Akşam oldu.
Oturmuşum köşesine yalnızlığımın
geceyi tenha sevmişim
göğe uzandı başım,
yıldızları seyredişim,
samanyoluna sarılışım,
hepsi böyle başladı.
Perdeyi örtmedim. Öyle ki evin camlarının bir kısmına perde bile takmadım; yalnız da olsam kapatmadım ay ışığının geceye gülümseyen suretini. Kokusu odayı saran bir portakal soydum, dilimleyip başucuma koydum, onun da yanı başına kırmızıya boyanmış bir kadeh, zeytin ağacından yapılmış mumluğun içine de yeşil elma kokulu mumları dizdim, yaktım ve öylece bakıp kaldım ay ışığına. Düşündüm. Bu gece susmuş bütün kadınları düşündüm ama en çok da konuşanları, çünkü konuşunca başlıyordu asıl çığlık, konuşunca susuyordu büyük çoğunluk.
Yıllar boyunca, kadın tenini ve ruhunu inciten, parçalayan haberleri okudum ve yazılar yazdım. Sonra öyle çoğaldı ki bu haberler, yetişemedim takip etmeye. Acısını notalara döktüğüm, çığlığını şarkılarla dile getirdiğim, bu acılar, toplumsal hafızadan hızla siliniyordu. Bir yalancı gibi kalıyordum insanların karşısında. Akıl sağlığımı sorguluyor, şüphelere düşüyordum ama biliyordum; gözümle görüp kalbimle hissetmiştim olanları, nasıl unutabilirdim. Ve bitmiyordu. Bitmesini istemeyenler çoktu. Onlar çoğaldıkça kadınların sesi de çoğalıyordu. Adım adım, sokak sokak, dalga dalga… her yerde; “Sizden korkmuyoruz!” diye bağırıyorlardı. Korkmuyoruz! Sizden korkmuyoruz.
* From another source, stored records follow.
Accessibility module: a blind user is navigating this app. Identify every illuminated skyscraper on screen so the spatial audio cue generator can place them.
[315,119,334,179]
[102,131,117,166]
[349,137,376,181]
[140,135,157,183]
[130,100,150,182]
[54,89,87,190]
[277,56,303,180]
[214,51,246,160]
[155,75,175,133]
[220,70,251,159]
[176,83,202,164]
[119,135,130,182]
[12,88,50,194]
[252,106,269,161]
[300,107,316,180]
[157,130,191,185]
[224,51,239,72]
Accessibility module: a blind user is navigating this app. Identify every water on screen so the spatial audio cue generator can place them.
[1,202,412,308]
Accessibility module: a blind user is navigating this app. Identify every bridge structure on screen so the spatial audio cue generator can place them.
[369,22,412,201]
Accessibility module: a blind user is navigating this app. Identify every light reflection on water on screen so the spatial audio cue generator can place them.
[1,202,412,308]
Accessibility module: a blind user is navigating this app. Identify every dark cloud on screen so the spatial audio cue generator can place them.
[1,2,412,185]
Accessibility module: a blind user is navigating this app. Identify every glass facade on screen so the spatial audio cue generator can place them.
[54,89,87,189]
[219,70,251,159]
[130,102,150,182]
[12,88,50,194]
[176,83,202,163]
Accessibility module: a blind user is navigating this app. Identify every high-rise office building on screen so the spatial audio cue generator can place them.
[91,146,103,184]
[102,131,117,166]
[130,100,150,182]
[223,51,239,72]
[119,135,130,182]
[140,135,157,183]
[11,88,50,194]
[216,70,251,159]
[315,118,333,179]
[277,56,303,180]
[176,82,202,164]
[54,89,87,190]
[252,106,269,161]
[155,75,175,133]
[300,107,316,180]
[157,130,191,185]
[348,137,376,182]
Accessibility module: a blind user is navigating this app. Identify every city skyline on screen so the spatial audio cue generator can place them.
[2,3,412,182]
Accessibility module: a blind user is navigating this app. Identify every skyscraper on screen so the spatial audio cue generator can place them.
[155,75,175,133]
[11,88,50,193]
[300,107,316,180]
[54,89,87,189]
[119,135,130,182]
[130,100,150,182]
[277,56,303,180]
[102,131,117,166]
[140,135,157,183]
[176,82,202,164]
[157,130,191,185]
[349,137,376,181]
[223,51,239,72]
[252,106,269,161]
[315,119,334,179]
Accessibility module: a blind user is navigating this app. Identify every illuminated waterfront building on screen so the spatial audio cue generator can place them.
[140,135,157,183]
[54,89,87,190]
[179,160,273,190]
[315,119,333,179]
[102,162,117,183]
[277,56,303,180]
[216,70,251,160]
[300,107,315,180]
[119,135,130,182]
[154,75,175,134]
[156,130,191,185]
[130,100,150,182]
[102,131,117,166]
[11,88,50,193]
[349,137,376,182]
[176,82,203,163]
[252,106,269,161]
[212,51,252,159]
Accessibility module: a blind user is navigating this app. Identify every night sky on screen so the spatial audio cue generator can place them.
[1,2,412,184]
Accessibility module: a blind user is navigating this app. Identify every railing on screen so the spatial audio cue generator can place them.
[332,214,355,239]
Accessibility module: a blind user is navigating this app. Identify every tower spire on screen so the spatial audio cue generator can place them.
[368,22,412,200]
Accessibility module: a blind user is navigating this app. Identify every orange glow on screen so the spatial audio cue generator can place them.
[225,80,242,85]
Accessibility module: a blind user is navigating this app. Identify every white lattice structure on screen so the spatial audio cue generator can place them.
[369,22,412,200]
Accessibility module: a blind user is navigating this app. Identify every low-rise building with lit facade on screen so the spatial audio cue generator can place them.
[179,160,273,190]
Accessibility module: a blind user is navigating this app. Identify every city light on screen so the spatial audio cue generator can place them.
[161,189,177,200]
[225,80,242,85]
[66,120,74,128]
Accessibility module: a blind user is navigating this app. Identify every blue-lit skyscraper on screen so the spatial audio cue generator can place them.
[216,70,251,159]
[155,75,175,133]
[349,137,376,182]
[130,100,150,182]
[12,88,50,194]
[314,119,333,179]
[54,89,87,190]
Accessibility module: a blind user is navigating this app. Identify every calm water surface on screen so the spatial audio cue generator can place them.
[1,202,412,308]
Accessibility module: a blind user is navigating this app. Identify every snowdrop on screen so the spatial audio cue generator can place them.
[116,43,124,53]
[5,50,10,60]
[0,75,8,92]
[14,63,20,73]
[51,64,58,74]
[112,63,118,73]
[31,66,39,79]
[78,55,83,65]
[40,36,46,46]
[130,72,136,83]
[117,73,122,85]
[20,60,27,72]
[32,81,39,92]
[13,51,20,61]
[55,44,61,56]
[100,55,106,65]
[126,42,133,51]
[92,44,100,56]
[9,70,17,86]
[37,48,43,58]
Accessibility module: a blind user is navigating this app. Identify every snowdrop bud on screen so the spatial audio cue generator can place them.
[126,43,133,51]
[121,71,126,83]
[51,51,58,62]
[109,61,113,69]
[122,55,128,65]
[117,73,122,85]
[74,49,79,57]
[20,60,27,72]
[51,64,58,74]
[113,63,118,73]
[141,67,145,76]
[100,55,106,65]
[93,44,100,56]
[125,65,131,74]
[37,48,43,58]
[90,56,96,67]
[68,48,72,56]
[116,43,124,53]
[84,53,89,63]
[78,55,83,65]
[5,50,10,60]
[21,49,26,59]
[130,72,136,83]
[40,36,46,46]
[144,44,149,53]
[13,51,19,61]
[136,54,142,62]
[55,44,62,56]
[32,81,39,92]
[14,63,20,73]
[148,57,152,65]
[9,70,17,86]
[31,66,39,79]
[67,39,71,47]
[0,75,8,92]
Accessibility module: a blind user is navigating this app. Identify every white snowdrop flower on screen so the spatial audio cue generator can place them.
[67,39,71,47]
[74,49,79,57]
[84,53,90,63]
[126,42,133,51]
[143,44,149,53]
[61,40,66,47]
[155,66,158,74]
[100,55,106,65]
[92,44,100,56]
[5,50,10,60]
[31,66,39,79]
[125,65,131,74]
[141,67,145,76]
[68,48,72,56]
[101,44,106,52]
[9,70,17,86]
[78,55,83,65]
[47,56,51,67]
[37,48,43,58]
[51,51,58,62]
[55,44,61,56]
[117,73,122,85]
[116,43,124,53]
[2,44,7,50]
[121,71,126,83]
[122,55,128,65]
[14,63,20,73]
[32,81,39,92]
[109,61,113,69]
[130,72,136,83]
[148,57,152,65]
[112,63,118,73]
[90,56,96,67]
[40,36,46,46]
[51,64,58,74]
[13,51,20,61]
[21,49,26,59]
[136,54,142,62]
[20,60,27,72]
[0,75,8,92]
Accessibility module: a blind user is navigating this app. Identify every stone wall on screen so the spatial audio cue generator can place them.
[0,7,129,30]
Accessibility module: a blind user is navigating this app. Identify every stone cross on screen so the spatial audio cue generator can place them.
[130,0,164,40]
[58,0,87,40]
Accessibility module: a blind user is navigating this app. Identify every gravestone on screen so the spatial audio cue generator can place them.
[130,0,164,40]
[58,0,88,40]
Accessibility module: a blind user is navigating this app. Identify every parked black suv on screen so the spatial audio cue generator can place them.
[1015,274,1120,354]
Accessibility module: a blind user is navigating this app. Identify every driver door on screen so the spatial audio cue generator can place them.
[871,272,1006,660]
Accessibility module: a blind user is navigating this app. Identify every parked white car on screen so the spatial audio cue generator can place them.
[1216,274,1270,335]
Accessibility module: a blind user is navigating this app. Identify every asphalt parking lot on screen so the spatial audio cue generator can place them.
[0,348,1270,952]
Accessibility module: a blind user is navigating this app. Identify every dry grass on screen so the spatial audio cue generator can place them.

Her şeyin bir sebebi varsa bu karanlığın sebebi ne? Oğullarını; “göster p…” diye yetiştirenler, onları pışpışlayıp, kızlarını dövenler, kızı hizmetkar, oğlanı “prens” veya “kral” gibi büyütenler, sizin hiç suçunuz yok mu? Kadın erkek fark etmeden sürü bireyleri toplum bireyi olmadıkça bu hikâye sürecek gibi gözüküyor. Bunu yüzyıllar boyunca başardılar. Kadına biçilen görevleri (anne, abla, eş, kardeş, vs) kutsallaştırıp, onun özgür ve bağımsız düşünmesini, kutsal aile kafesine sokarak engellediler. Çocukken baba evinde, büyünce koca evinde.
Ataerkil düzende, onun kurallarıyla yaşamaya mahkûm edilen kadınlar, şikâyete hakkı olmayan “yazgısına” terk edilmiş insanlardır. Uzağa bakmayın hangi kadınlar diye. Çünkü bu kadınlar her yerde; annemiz, komşumuz, öğretmenimiz, bakkaldaki tezgahtar, tekstil fabrikasındaki işçi ve daha kimler kimler.
Artık hepimiz biliyoruz ki bu tarihsel ve sınıfsal bir sorun. Erkeklerin kurduğu ve sürdürdüğü yasalar kadını şekillendirerek, ekonomik ve sosyolojik bağlamda aşağı çekmiş, eşitsizlikten ve birçok insani haktan men etmiş. Ve yine biliyoruz ki bu nedenle düşünce suçluları tecavüzcülerden daha çok ceza alıyor, yasalar neredeyse taciz/tecavüz edenleri aklıyor. Sonra, her gün manşet manşet haberler, bugün paylaşılıp yarın unutuluyor.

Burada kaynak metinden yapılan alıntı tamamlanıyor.